This is a list of members of the Western Australian Legislative Assembly between the 1894 elections and the 1897 elections, together known as the Second Parliament.

Notes
  During the term, three Members of Parliament were appointed to the Ministry by Premier John Forrest. Each were therefore required to resign and submit to a ministerial by-election in their own seat, and all were returned unopposed. The three members were Alexander Richardson (De Grey, 17 June 1895), Frederick Henry Piesse (Williams, 18 April 1896) and George Throssell (Northam, 27 January 1897).
  On 18 September 1894, Everard Darlot resigned from the seat of Murchison, and at the resulting by-election on 15 October 1894, Edward Hooley was elected unopposed to fill the vacancy.

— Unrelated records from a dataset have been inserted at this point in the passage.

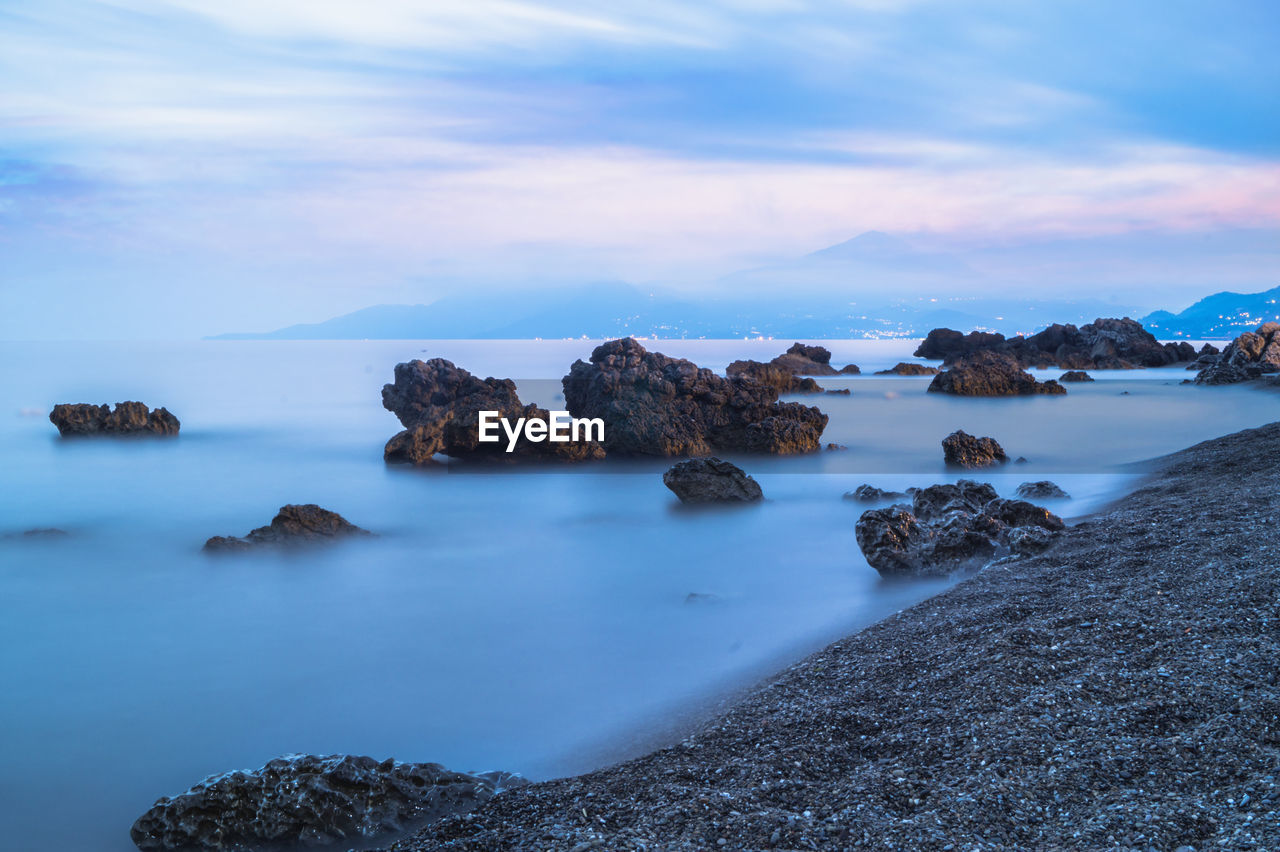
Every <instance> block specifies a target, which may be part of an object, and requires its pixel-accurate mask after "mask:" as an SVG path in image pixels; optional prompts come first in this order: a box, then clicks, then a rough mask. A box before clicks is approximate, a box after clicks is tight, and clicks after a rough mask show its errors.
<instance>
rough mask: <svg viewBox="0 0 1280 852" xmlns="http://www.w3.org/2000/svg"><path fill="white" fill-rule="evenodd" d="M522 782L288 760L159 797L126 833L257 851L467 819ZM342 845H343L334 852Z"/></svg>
mask: <svg viewBox="0 0 1280 852" xmlns="http://www.w3.org/2000/svg"><path fill="white" fill-rule="evenodd" d="M524 783H526V782H524V779H521V778H518V777H516V775H509V774H507V773H485V774H480V775H468V774H465V773H454V771H449V770H448V769H445V768H444V766H440V765H439V764H404V762H398V761H394V760H384V761H378V760H374V759H372V757H360V756H352V755H329V756H315V755H292V756H287V757H278V759H275V760H273V761H270V762H268V764H266V765H265V766H262V768H261V769H256V770H252V771H244V770H237V771H230V773H224V774H221V775H212V777H210V778H206V779H205V780H202V782H201V783H198V784H196V785H195V787H192V788H191V789H188V791H187V792H184V793H180V794H178V796H173V797H165V798H161V800H159V801H157V802H156V803H155V805H154V806H152V807H151V810H148V811H147V812H146V814H143V815H142V816H140V817H138V820H137V821H136V823H134V824H133V828H132V829H131V832H129V834H131V837H132V838H133V843H134V844H136V846H137V847H138V848H140V849H142V851H143V852H152V851H155V852H161V851H164V852H168V851H174V852H177V851H196V849H198V851H202V852H206V851H207V852H262V851H264V849H285V848H300V847H301V848H316V847H333V848H338V849H346V848H348V847H349V846H351V843H352V842H364V840H369V839H375V838H379V837H383V835H387V834H389V833H393V832H394V833H398V832H404V830H408V829H412V828H417V826H419V825H424V824H426V823H430V821H434V820H436V819H442V817H444V816H453V815H457V814H465V812H467V811H470V810H472V809H475V807H476V806H479V805H481V803H483V802H485V801H488V800H489V798H492V797H493V796H494V793H497V792H500V791H502V789H503V788H507V787H516V785H521V784H524ZM339 844H340V846H339Z"/></svg>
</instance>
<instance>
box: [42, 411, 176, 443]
mask: <svg viewBox="0 0 1280 852" xmlns="http://www.w3.org/2000/svg"><path fill="white" fill-rule="evenodd" d="M49 421H50V422H51V423H52V425H54V426H56V427H58V434H59V435H61V436H63V438H70V436H79V435H177V434H178V429H179V427H180V426H182V423H179V422H178V418H177V417H174V416H173V414H170V413H169V411H168V409H166V408H156V409H155V411H150V409H148V408H147V407H146V403H140V402H123V403H116V404H115V408H114V409H113V408H111V407H109V406H93V404H90V403H59V404H58V406H54V409H52V411H51V412H49Z"/></svg>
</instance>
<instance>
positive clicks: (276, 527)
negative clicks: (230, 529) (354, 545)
mask: <svg viewBox="0 0 1280 852" xmlns="http://www.w3.org/2000/svg"><path fill="white" fill-rule="evenodd" d="M369 535H372V533H371V532H369V530H361V528H360V527H357V526H356V525H355V523H351V522H349V521H347V519H346V518H344V517H342V516H340V514H338V513H337V512H330V510H329V509H321V508H320V507H317V505H316V504H314V503H305V504H297V505H296V504H289V505H282V507H280V510H279V512H278V513H276V516H275V517H274V518H271V523H270V525H268V526H265V527H257V528H256V530H252V531H250V533H248V535H246V536H243V537H238V536H214V537H212V539H210V540H209V541H206V542H205V550H207V551H211V553H227V551H237V550H253V549H257V548H296V546H300V545H315V544H328V542H333V541H338V540H339V539H349V537H353V536H369Z"/></svg>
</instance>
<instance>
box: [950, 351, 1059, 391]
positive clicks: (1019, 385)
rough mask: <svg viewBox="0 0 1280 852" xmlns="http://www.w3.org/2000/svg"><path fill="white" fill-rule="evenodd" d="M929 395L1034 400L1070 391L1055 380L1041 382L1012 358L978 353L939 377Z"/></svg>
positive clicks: (1008, 354)
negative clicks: (1056, 381)
mask: <svg viewBox="0 0 1280 852" xmlns="http://www.w3.org/2000/svg"><path fill="white" fill-rule="evenodd" d="M929 393H942V394H955V395H959V397H1030V395H1036V394H1065V393H1066V388H1064V386H1062V385H1060V384H1057V383H1056V381H1053V380H1052V379H1050V380H1048V381H1037V380H1036V377H1034V376H1033V375H1030V374H1029V372H1027V371H1025V370H1023V368H1021V367H1020V366H1019V365H1018V361H1016V359H1015V358H1014V357H1012V356H1009V354H1001V353H996V352H978V353H975V354H972V356H966V357H964V358H961V359H960V361H957V362H955V363H954V365H952V366H951V368H950V370H946V371H943V372H940V374H938V375H936V376H934V377H933V381H931V383H929Z"/></svg>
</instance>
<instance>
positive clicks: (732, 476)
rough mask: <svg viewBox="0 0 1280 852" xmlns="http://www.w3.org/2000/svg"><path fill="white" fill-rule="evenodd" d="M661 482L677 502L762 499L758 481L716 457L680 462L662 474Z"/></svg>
mask: <svg viewBox="0 0 1280 852" xmlns="http://www.w3.org/2000/svg"><path fill="white" fill-rule="evenodd" d="M662 484H663V485H666V486H667V487H668V489H671V490H672V493H673V494H675V495H676V496H677V498H680V501H681V503H755V501H758V500H763V499H764V494H763V493H762V491H760V484H759V482H756V481H755V480H753V478H751V477H750V476H748V475H746V472H745V471H744V469H742V468H740V467H739V466H737V464H733V463H731V462H724V461H721V459H718V458H695V459H689V461H687V462H680V463H678V464H675V466H672V467H671V469H668V471H667V472H666V473H663V475H662Z"/></svg>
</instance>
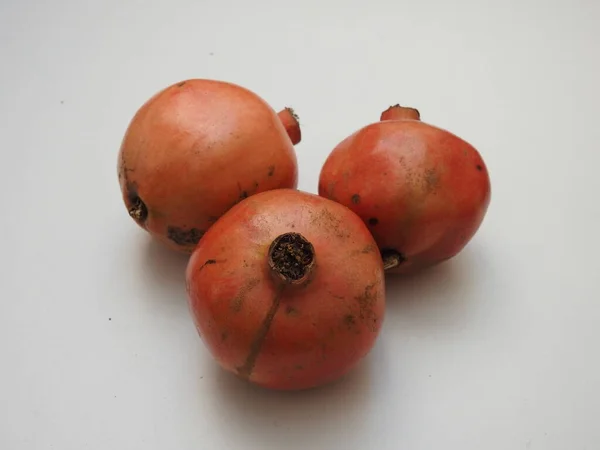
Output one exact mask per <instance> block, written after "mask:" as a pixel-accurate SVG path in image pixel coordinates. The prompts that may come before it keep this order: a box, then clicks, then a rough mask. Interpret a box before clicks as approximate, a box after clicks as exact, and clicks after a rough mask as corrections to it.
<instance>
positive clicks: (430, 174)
mask: <svg viewBox="0 0 600 450" xmlns="http://www.w3.org/2000/svg"><path fill="white" fill-rule="evenodd" d="M424 182H425V186H424V187H425V192H427V193H432V192H434V191H435V190H436V188H437V187H438V185H439V184H440V177H439V175H438V174H437V172H436V171H435V169H427V170H426V171H425V177H424Z"/></svg>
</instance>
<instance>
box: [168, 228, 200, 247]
mask: <svg viewBox="0 0 600 450" xmlns="http://www.w3.org/2000/svg"><path fill="white" fill-rule="evenodd" d="M203 235H204V231H202V230H199V229H198V228H190V229H189V230H186V229H184V228H181V227H175V226H168V227H167V237H168V238H169V239H170V240H171V241H173V242H175V243H176V244H177V245H182V246H190V245H196V244H197V243H198V242H199V241H200V239H201V238H202V236H203Z"/></svg>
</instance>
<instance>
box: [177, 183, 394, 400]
mask: <svg viewBox="0 0 600 450" xmlns="http://www.w3.org/2000/svg"><path fill="white" fill-rule="evenodd" d="M186 281H187V291H188V295H189V305H190V311H191V312H192V316H193V318H194V322H195V325H196V328H197V330H198V332H199V334H200V336H201V337H202V339H203V342H204V343H205V345H206V346H207V347H208V349H209V350H210V352H211V353H212V355H213V356H214V358H215V359H216V361H217V362H218V363H219V364H220V365H221V366H222V367H223V368H224V369H226V370H227V371H230V372H233V373H234V374H236V375H238V376H239V377H241V378H243V379H246V380H248V381H249V382H251V383H254V384H257V385H259V386H262V387H266V388H271V389H282V390H298V389H307V388H311V387H316V386H320V385H323V384H326V383H329V382H332V381H334V380H336V379H338V378H339V377H341V376H343V375H344V374H346V373H347V372H348V371H350V370H351V369H352V368H353V367H354V366H356V365H357V364H358V362H359V361H360V360H361V359H362V358H363V357H364V356H365V355H366V354H367V353H368V352H369V351H370V350H371V348H372V347H373V345H374V344H375V342H376V338H377V336H378V334H379V332H380V328H381V326H382V323H383V319H384V306H385V289H384V272H383V264H382V261H381V257H380V256H379V252H378V250H377V244H376V243H375V241H374V239H373V237H372V236H371V234H370V233H369V230H368V229H367V227H366V226H365V225H364V223H363V222H362V221H361V220H360V218H359V217H358V216H357V215H356V214H354V213H353V212H352V211H350V210H349V209H348V208H345V207H344V206H342V205H340V204H338V203H335V202H332V201H330V200H327V199H325V198H322V197H319V196H317V195H314V194H309V193H306V192H302V191H297V190H292V189H279V190H273V191H268V192H263V193H260V194H256V195H254V196H252V197H250V198H248V199H246V200H244V201H242V202H240V203H239V204H237V205H236V206H234V207H233V208H231V209H230V210H229V211H228V212H227V213H225V214H224V215H223V216H222V217H221V218H220V219H219V220H218V221H217V222H216V223H215V224H214V225H213V226H212V227H211V228H210V229H209V230H208V231H207V232H206V234H205V235H204V237H203V238H202V240H201V241H200V243H199V244H198V246H197V247H196V249H195V250H194V252H193V253H192V256H191V258H190V261H189V264H188V267H187V272H186Z"/></svg>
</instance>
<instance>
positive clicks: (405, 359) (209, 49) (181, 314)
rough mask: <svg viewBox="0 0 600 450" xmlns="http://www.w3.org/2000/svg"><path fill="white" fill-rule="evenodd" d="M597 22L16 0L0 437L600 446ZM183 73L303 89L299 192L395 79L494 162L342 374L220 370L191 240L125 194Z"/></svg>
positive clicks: (179, 448)
mask: <svg viewBox="0 0 600 450" xmlns="http://www.w3.org/2000/svg"><path fill="white" fill-rule="evenodd" d="M599 23H600V3H599V2H597V1H594V0H575V1H568V0H562V1H559V0H547V1H542V0H539V1H533V0H525V1H517V0H508V1H496V2H491V1H475V0H470V1H469V0H456V1H454V2H445V1H442V0H425V1H419V2H417V1H391V0H377V1H375V0H374V1H372V2H366V1H364V0H362V1H356V0H352V1H343V2H342V1H341V0H335V1H334V0H330V1H323V0H321V1H314V0H303V1H295V2H285V1H271V2H269V1H266V0H255V1H253V2H250V1H242V0H238V1H236V2H233V1H228V2H226V1H223V2H217V1H210V2H209V1H184V0H178V1H175V2H172V3H169V2H166V1H158V0H153V1H142V0H138V1H133V0H129V1H117V0H111V1H103V2H100V1H91V0H85V1H74V0H73V1H68V0H57V1H54V2H49V1H48V2H43V1H41V0H37V1H16V0H2V1H0V52H1V58H0V61H1V62H0V67H1V69H0V149H1V152H2V163H1V164H0V170H1V177H0V183H1V185H0V187H1V190H0V195H1V196H2V197H1V198H2V221H1V233H0V249H1V250H0V251H1V253H0V258H1V259H0V261H1V262H2V282H1V284H0V357H1V361H2V366H1V371H0V374H1V375H0V448H1V449H3V450H34V449H35V450H41V449H60V450H71V449H73V450H82V449H93V450H106V449H123V450H129V449H144V450H152V449H156V450H159V449H160V450H165V449H177V450H188V449H190V450H191V449H209V450H212V449H235V450H238V449H250V450H251V449H279V448H286V449H290V450H293V449H302V450H306V449H318V450H321V449H323V450H326V449H345V450H364V449H371V448H373V449H389V450H397V449H410V450H432V449H456V450H459V449H460V450H465V449H467V450H470V449H474V450H479V449H486V450H510V449H533V450H538V449H540V450H567V449H568V450H585V449H587V450H597V449H598V448H600V429H599V428H598V427H597V421H598V418H599V417H600V391H599V389H598V382H599V381H600V361H599V359H600V358H599V355H600V351H599V349H598V347H599V345H600V281H599V279H600V277H599V276H598V269H599V268H600V265H599V263H598V251H599V250H600V245H599V244H600V239H599V237H598V229H599V228H600V202H599V201H598V194H599V192H600V177H599V176H598V167H599V165H600V149H599V143H600V126H599V125H598V123H599V119H600V114H599V105H600V88H599V86H598V82H599V80H600V57H599V53H598V46H599V45H600V28H599V27H598V24H599ZM191 77H208V78H218V79H224V80H229V81H233V82H237V83H240V84H242V85H244V86H246V87H248V88H250V89H253V90H254V91H256V92H257V93H259V94H260V95H261V96H263V97H264V98H265V99H266V100H267V101H268V102H269V103H270V104H271V105H272V106H273V107H274V108H276V109H279V108H281V107H283V106H286V105H290V106H293V107H294V108H296V110H297V111H298V113H299V114H300V116H301V119H302V124H303V141H302V143H301V144H300V145H299V146H298V157H299V164H300V171H301V172H300V176H301V181H300V187H301V188H302V189H304V190H307V191H311V192H315V191H316V187H317V179H318V174H319V170H320V166H321V164H322V162H323V161H324V159H325V157H326V156H327V153H328V152H329V151H330V150H331V149H332V148H333V146H334V145H335V144H337V142H339V140H341V139H342V138H343V137H345V136H346V135H348V134H349V133H351V132H353V131H355V130H356V129H357V128H358V127H361V126H363V125H366V124H367V123H369V122H372V121H374V120H376V119H377V118H378V117H379V113H380V112H381V111H382V110H383V109H385V108H387V107H388V106H389V105H390V104H392V103H397V102H400V103H403V104H407V105H410V106H415V107H418V108H419V109H420V110H421V113H422V118H423V120H424V121H427V122H430V123H433V124H435V125H438V126H441V127H444V128H447V129H449V130H451V131H453V132H454V133H456V134H458V135H460V136H462V137H463V138H465V139H467V140H469V141H470V142H472V143H473V144H474V145H475V146H476V147H478V149H479V150H480V151H481V153H482V155H483V157H484V158H485V160H486V163H487V164H488V166H489V170H490V174H491V177H492V186H493V197H492V203H491V205H490V209H489V213H488V215H487V217H486V220H485V222H484V225H483V226H482V228H481V229H480V232H479V233H478V234H477V236H476V237H475V239H474V240H473V241H472V242H471V244H470V245H469V246H468V247H467V249H466V250H465V251H464V252H463V253H462V254H461V255H460V256H459V257H457V258H456V259H455V260H454V261H452V262H451V263H447V264H445V265H443V266H440V267H438V268H436V269H434V270H432V271H429V272H427V273H423V274H421V275H419V276H416V277H414V278H412V279H409V280H405V281H398V280H394V281H390V283H389V288H388V292H389V296H388V315H387V318H386V322H385V327H384V332H383V334H382V336H381V339H380V341H379V343H378V344H377V346H376V348H375V349H374V351H373V353H372V354H371V355H370V357H369V358H368V359H367V360H366V361H365V363H364V364H363V365H362V366H361V367H360V369H358V370H356V371H355V372H354V373H353V374H352V375H351V376H349V377H347V378H346V379H345V380H343V381H342V382H340V383H338V384H335V385H333V386H330V387H327V388H324V389H320V390H316V391H311V392H307V393H302V394H278V393H272V392H265V391H259V390H256V389H253V388H250V387H248V386H246V385H245V384H242V383H240V382H238V381H237V380H235V379H233V378H231V377H229V376H227V375H224V374H223V373H222V372H221V371H220V370H219V369H218V368H217V367H216V365H215V364H214V363H213V362H212V360H211V359H210V357H209V355H208V353H207V351H206V350H205V349H204V347H203V344H202V342H201V341H200V339H199V338H198V336H197V335H196V332H195V330H194V328H193V326H192V323H191V320H190V318H189V315H188V311H187V304H186V298H185V291H184V284H183V280H184V278H183V276H184V275H183V270H184V267H185V263H186V261H185V258H183V257H180V256H178V255H174V254H172V253H170V252H169V251H166V250H163V249H162V248H161V247H159V246H157V245H156V244H153V243H151V242H150V241H149V239H148V237H147V236H146V235H145V234H144V233H143V232H142V231H141V230H139V229H138V228H137V227H136V226H135V225H134V224H133V222H132V221H131V219H130V218H129V217H128V216H127V214H126V211H125V208H124V206H123V204H122V203H121V199H120V193H119V190H118V184H117V174H116V161H117V150H118V147H119V144H120V139H121V137H122V134H123V132H124V130H125V127H126V125H127V123H128V121H129V120H130V118H131V116H132V114H133V113H134V112H135V110H136V109H137V108H138V107H139V106H140V105H141V103H142V102H144V101H145V100H146V99H147V98H148V97H149V96H150V95H152V94H153V93H155V92H156V91H157V90H159V89H161V88H163V87H164V86H166V85H168V84H171V83H173V82H175V81H179V80H181V79H185V78H191Z"/></svg>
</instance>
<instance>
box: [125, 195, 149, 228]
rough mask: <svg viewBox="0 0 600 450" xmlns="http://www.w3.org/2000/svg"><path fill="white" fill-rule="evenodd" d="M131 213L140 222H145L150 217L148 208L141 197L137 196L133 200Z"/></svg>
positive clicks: (134, 217)
mask: <svg viewBox="0 0 600 450" xmlns="http://www.w3.org/2000/svg"><path fill="white" fill-rule="evenodd" d="M128 211H129V215H130V216H131V218H132V219H134V220H135V221H136V222H138V223H143V222H144V221H145V220H146V217H148V208H146V205H145V204H144V202H143V201H142V199H141V198H139V197H135V198H134V199H133V201H132V206H131V207H130V208H129V210H128Z"/></svg>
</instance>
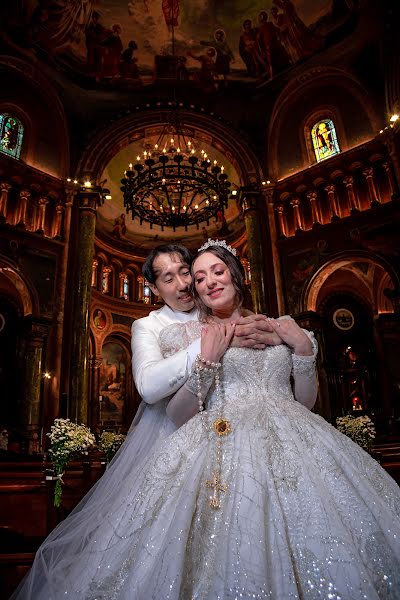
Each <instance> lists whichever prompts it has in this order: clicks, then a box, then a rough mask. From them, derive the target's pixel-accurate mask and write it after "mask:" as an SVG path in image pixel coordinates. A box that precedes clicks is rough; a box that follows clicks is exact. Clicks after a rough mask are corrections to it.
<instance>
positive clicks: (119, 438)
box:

  On 4 January 1895, William Paterson resigned from the seat of Murray, and at the resulting by-election on 12 January 1895, William James George was elected to fill the vacancy.
  In April 1895, William Silas Pearse resigned from the seat of North Fremantle, and at the resulting byelection on 22 May 1895, Matthew Moss was elected to fill the vacancy.
  On 4 July 1896, William Marmion died, leaving the seat of Fremantle vacant. At the byelection on 18 July 1896, John Higham was elected to fill the remainder of the term.